This is a fun side project where I explored transformers based sentiment classification for the first time by training BERT to identify 15 of the most popular programming languages.
i startED with simple machine learning approaches and gradually work our way up to more complex methods till we have a satisfactory solution.
The Dataset
Our dataset is a csv containing 45,000 samples. The dataset is made up of two columns, the ‘code’ feature contains code snippets we want to classify and the language column, which is our label contains the programming language it belongs to.Our train and test datasets were created from stratified sampling based on the target variable.
Exploring the dataset
For a clearer picture of our dataset, let’s take a look at the distribution of classes in the dataset
We also check the number of unique categories in our label .
Data Cleaning
Initially, I started but trying to create a baseline perfomance with no data cleaning or preprocessing.Since we are trying to learn the nuances of different programming languages , I tried to keep the code just as is and see how the models performed before moving forward with any form of preprocessing or feature engineering.
Creating a Baseline solution
Our first model would be a multinomial Naive Bayes classifier. For preprocessing our text, we would try a count vectorizer and tf-idftransformer. We would use the sklearn library’s implementation of the aforementioned algorithms.

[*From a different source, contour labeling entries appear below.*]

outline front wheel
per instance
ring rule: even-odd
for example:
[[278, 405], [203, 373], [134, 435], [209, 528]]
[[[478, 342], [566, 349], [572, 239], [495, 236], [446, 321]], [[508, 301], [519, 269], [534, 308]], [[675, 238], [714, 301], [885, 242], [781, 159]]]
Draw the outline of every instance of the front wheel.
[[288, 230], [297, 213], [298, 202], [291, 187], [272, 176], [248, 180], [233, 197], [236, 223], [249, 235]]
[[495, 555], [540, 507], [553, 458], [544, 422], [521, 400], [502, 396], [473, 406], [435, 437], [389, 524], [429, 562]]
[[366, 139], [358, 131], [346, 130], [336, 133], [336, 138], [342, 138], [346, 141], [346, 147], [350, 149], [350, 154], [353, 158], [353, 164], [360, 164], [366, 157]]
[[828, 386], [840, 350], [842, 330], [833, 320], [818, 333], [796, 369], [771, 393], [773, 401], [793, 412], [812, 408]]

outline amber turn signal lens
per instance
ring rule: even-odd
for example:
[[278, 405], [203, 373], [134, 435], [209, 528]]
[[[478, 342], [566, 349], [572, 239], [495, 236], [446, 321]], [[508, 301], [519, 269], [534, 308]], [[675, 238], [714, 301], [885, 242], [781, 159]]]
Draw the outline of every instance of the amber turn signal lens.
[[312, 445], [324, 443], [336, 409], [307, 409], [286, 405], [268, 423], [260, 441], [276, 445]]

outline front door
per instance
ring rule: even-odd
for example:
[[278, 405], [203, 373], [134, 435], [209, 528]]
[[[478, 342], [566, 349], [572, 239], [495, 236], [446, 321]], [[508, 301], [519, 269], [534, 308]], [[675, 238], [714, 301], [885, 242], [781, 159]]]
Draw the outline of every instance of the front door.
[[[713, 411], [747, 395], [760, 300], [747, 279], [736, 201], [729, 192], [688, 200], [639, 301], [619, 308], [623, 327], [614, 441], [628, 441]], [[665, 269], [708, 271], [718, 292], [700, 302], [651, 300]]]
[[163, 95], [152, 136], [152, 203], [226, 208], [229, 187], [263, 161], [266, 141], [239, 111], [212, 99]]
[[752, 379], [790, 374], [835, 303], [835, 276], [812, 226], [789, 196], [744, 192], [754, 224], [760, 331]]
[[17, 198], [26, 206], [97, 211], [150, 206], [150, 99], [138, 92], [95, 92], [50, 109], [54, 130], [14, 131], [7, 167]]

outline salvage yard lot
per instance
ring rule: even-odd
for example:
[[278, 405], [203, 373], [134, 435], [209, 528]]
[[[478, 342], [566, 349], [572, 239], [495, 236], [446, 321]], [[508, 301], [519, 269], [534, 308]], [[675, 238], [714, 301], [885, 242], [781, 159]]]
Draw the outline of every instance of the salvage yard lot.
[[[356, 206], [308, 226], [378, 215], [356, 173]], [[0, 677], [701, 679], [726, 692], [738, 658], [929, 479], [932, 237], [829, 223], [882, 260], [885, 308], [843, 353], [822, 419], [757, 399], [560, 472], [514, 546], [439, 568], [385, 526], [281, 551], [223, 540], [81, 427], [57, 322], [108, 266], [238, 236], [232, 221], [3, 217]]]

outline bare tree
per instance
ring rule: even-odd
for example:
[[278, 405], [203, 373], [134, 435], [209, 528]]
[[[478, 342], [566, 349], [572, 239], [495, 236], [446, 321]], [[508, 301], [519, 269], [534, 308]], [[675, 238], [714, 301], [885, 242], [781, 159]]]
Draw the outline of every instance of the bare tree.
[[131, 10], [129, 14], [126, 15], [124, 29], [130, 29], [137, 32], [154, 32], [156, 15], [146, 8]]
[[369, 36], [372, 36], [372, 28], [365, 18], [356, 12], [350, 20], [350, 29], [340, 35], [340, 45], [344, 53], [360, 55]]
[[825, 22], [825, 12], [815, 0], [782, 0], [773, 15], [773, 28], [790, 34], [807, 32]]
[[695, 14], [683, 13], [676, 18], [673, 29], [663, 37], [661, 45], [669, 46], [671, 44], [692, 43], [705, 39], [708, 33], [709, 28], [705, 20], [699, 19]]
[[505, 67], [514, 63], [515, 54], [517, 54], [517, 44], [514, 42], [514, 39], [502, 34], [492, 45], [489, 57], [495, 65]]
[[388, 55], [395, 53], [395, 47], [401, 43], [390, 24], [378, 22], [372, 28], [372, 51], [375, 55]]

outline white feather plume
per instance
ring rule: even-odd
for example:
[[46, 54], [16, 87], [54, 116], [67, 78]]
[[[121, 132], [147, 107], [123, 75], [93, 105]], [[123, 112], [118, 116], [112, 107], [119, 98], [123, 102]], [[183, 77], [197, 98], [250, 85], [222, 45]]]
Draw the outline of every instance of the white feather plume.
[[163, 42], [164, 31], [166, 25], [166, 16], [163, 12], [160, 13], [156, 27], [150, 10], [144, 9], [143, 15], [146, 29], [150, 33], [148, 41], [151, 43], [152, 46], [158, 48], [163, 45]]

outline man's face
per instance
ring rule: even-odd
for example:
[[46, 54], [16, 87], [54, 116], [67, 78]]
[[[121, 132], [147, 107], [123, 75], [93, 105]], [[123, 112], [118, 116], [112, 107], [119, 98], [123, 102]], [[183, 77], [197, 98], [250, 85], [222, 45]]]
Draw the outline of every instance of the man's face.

A bit better than random guesses even when you factor in our heavy class imbalance.
Finetuning BERT
In the spirit of progressively increasing complexity, I have decided to jump the gun and just skip to the state of the art . We would be using the BERT-base model with a classification head(a fully connected layer with pooling applied) to try and solve the problem .
In the first training run , I decided to finetune BERT for only 5 epochs , with a max_token_length of 512 and using 16-bit floating point numbers for the model’s weights .
As expected, the BERT model perfomance was significantly better than the previous two models we tried with an accuracy of 90% and an F1 score of 0.89 . Great, but we still not good enough . An obervation was I made when I tried handcrafted code samples was that the model was very good at recognizing python and javascript code, but struggled with ‘R’ and Scala. This is explainable by the fact that our training dataset consists of only 127 examples of R and 270 examples of Scala, the model had probably not seen enough R or Scala during training .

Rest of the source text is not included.